В других областях жизни – всё то же самое. Изобретение и внедрение вероломных пародий на свободу, радость и удовлетворение при технократии становится необходимой формой социального контроля. В разных слоях общества все больший вес приобретают имиджмейкеры и специалисты по связям с общественностью.

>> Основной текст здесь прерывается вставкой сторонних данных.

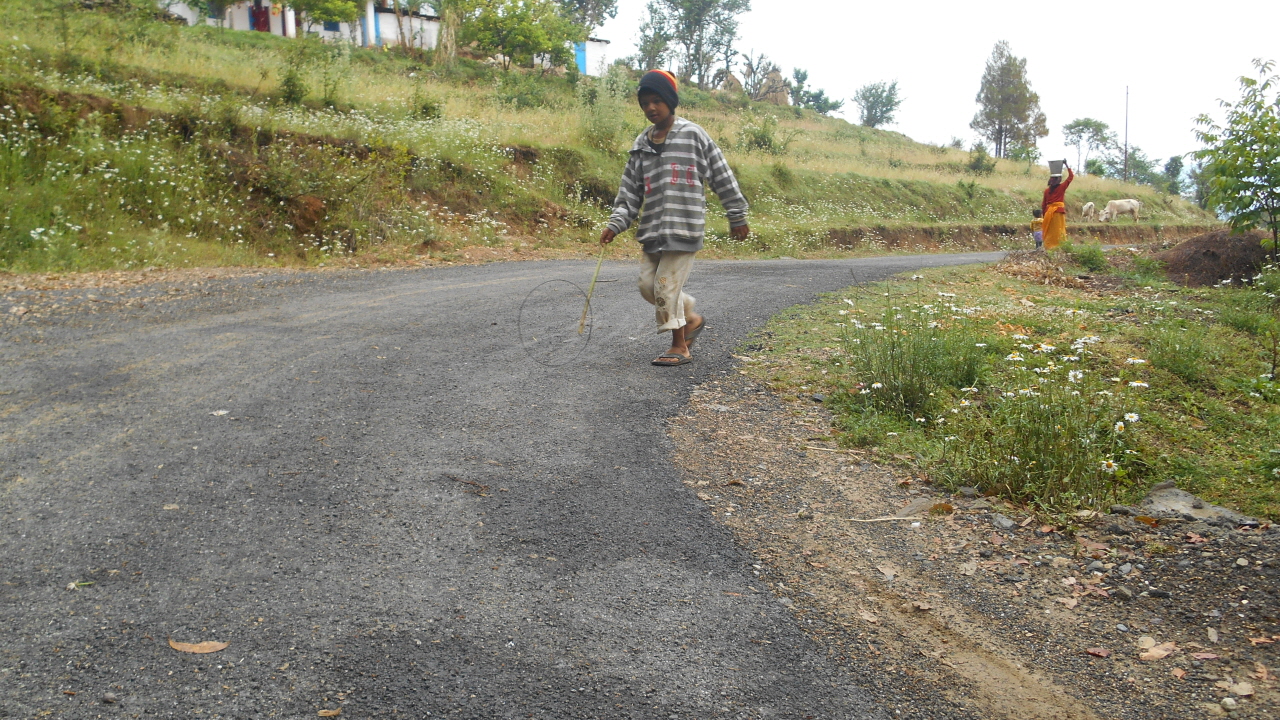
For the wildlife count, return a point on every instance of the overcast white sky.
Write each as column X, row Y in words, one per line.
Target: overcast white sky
column 1178, row 59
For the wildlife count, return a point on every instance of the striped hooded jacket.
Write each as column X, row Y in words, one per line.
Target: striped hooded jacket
column 670, row 186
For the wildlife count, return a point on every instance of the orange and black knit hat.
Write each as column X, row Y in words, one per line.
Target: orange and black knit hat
column 663, row 83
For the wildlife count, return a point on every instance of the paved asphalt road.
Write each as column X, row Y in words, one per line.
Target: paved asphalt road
column 400, row 514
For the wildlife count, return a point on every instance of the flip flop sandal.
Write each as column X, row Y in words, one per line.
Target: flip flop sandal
column 690, row 336
column 679, row 359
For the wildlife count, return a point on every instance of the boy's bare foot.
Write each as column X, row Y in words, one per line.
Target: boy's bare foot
column 679, row 352
column 694, row 328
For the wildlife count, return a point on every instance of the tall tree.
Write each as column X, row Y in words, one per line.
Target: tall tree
column 1009, row 113
column 877, row 104
column 816, row 100
column 452, row 14
column 654, row 44
column 1242, row 156
column 757, row 73
column 704, row 31
column 1174, row 174
column 589, row 13
column 1142, row 169
column 522, row 30
column 1087, row 136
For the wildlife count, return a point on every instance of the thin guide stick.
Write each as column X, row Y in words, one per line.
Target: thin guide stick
column 590, row 288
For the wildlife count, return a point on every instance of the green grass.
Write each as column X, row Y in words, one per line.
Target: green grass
column 124, row 133
column 1050, row 396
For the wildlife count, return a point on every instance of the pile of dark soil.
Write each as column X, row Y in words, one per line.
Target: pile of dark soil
column 1212, row 258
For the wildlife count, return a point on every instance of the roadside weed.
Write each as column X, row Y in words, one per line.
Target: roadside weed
column 1050, row 396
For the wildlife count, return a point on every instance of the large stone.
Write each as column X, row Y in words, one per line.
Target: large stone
column 1168, row 501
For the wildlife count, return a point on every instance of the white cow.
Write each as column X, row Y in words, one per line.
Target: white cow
column 1116, row 208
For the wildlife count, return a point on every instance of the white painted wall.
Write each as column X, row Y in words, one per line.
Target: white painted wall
column 420, row 31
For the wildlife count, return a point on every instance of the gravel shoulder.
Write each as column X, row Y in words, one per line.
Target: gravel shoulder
column 960, row 607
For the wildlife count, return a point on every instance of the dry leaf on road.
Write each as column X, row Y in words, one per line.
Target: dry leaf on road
column 200, row 648
column 1159, row 652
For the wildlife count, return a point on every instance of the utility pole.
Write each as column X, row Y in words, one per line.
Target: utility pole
column 1127, row 133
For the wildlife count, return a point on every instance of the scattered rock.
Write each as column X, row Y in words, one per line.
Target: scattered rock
column 1168, row 501
column 1002, row 523
column 917, row 507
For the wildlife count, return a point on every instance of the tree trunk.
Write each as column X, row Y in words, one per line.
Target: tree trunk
column 400, row 24
column 447, row 45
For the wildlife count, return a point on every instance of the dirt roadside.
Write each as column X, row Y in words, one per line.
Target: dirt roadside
column 976, row 610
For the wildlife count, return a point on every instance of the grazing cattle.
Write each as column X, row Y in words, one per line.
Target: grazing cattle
column 1116, row 208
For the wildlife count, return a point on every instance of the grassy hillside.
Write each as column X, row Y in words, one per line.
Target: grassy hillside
column 126, row 141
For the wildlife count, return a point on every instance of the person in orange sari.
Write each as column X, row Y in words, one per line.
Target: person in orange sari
column 1055, row 209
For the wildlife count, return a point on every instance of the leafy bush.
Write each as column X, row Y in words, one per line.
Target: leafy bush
column 903, row 360
column 1182, row 352
column 1048, row 445
column 762, row 133
column 526, row 90
column 603, row 109
column 1088, row 256
column 981, row 163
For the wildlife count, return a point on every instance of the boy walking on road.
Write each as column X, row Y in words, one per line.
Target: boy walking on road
column 670, row 162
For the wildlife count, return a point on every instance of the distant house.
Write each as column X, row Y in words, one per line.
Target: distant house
column 376, row 27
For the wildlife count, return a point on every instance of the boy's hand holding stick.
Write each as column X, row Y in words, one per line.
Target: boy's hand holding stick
column 740, row 232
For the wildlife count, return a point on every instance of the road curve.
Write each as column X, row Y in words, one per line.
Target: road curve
column 398, row 514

Режим экспертов опирается на производителей фальшивок, которые стараются интегрировать недовольство от нереализованных амбиций с помощью умной фальсификации.
Подводим итог.
То, что мы называем образованием, жизнью разума, поисками истины, фактически представляет собой перекраивание молодежи под запросы всяких неестественно мудреных чиновничьих аппаратов: корпоративного, правительственного, военного, профсоюзного и образовательного.
То, что мы называем свободным предпринимательством, фактически представляет собой сдерживающую систему олигополистических рыночных манипуляций, доведенную узаконенной коррупцией до самых крупных в истории трат времени и денег на вооружение и предназначенную для инфантилизации общества путем превращения людей в стадо маниакальных потребителей.
То, что мы называем творческим досугом, – рисование пальцами и гончарное искусство на практикумах в университетах, отпуск в тропиках, спортивные походы в далекие горы и солнечные пляжи планеты, на самом деле, как и наша сексуальная страсть, является дорогостоящим бонусом карьериста, то есть платой продавшемуся.
То, что мы называем плюрализмом, фактически представляет собой торжественное подтверждение государством права каждого на собственное мнение как повод игнорировать резкую критику. При таком плюрализме критическая точка зрения становится не более чем частными молитвами, возносимыми у алтаря непоследовательной концепции свободы слова.
То, что мы называем демократией, фактически сводится к опросу общественного мнения, в котором «случайную выборку» просят кивнуть или помотать головой в ответ на стандартные альтернативы, обычно связанные с faits accompli[33] ключевых фигур, каковые всегда могут интерпретировать результаты опроса в своих интересах. Если восемьдесят процентов опрошенных считают «ошибкой», что мы вообще «вошли» во Вьетнам, но пятьдесят один процент считает, что мы «утратим престиж», если «выведем войска сейчас», это значит, что с «народом» «проконсультировались», и война продолжается с нашего «одобрения».
То, что мы называем дебатами, фактически представляет собой постановочные встречи с кандидатами, не связанными никакими обязательствами, вышколенными и натасканными для тридцати минут лучшего экранного времени с целью создания имиджа компетентного человека. Если в студии звучат вопросы, значит, тех, кто их задает, тщательно отобрали, а вопросы отрепетировали.
Наше правительство мы называем «правящим с общего согласия народа», но даже сейчас где-то в лабиринте военизированных агентств «специалист по регионам», которого ни вы, ни я не выбирали, направляет «особых советников» в отдаленный «район беспорядков», который станет следующим Вьетнамом. А где-то в глубинах океана командир субмарины, которого ни вы, ни я опять-таки не выбирали, ведет подлодку, оснащенную средствами массового уничтожения запредельной мощности, и соображает, не пора ли – по причинам, которых не знаем ни вы, ни я – нажать кнопку.